After Jill went up to bed, I checked on the kids. Angus and Bryn were engrossed in the movie credits, but the question of whether Ralphie would ever get his Red Ryder so he could shoot his eye out would remain unanswered for Taylor. She was sound asleep.

I tapped my son’s shoulder. “Santa’s still doing his evaluations,” I said. “Are you up for a good deed?”

“You want me to carry Taylor upstairs?”

“I do,” I said. “It’s the end of the day, and your sister is no longer a featherweight.”

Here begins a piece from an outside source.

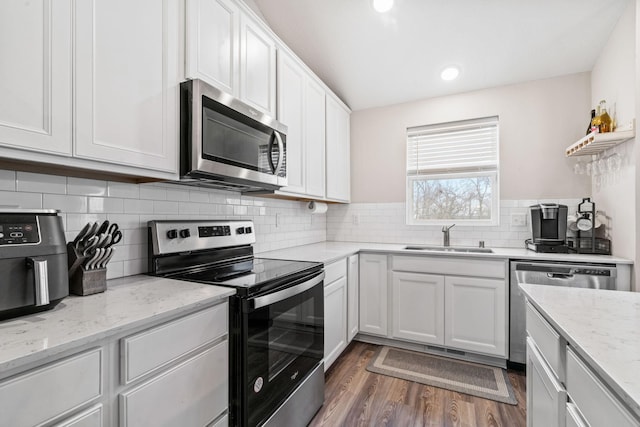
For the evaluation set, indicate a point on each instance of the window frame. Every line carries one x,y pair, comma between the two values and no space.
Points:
452,173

We climbed the stairs together and tucked Taylor in. “Dismissed with thanks,” I said.

Angus didn’t leave. “Mum, have you got a minute?”

“Of course.”

He followed me down to my room, closed the door, and stared at his shoes.

“Let me help,” I said. “Is this about the fact that Bryn is back on the A list.”

Angus coloured. “We had a long talk. She told me that sometimes she doesn’t know how to behave. Like with her dad dying – she says she must have been in a state of shock or something.”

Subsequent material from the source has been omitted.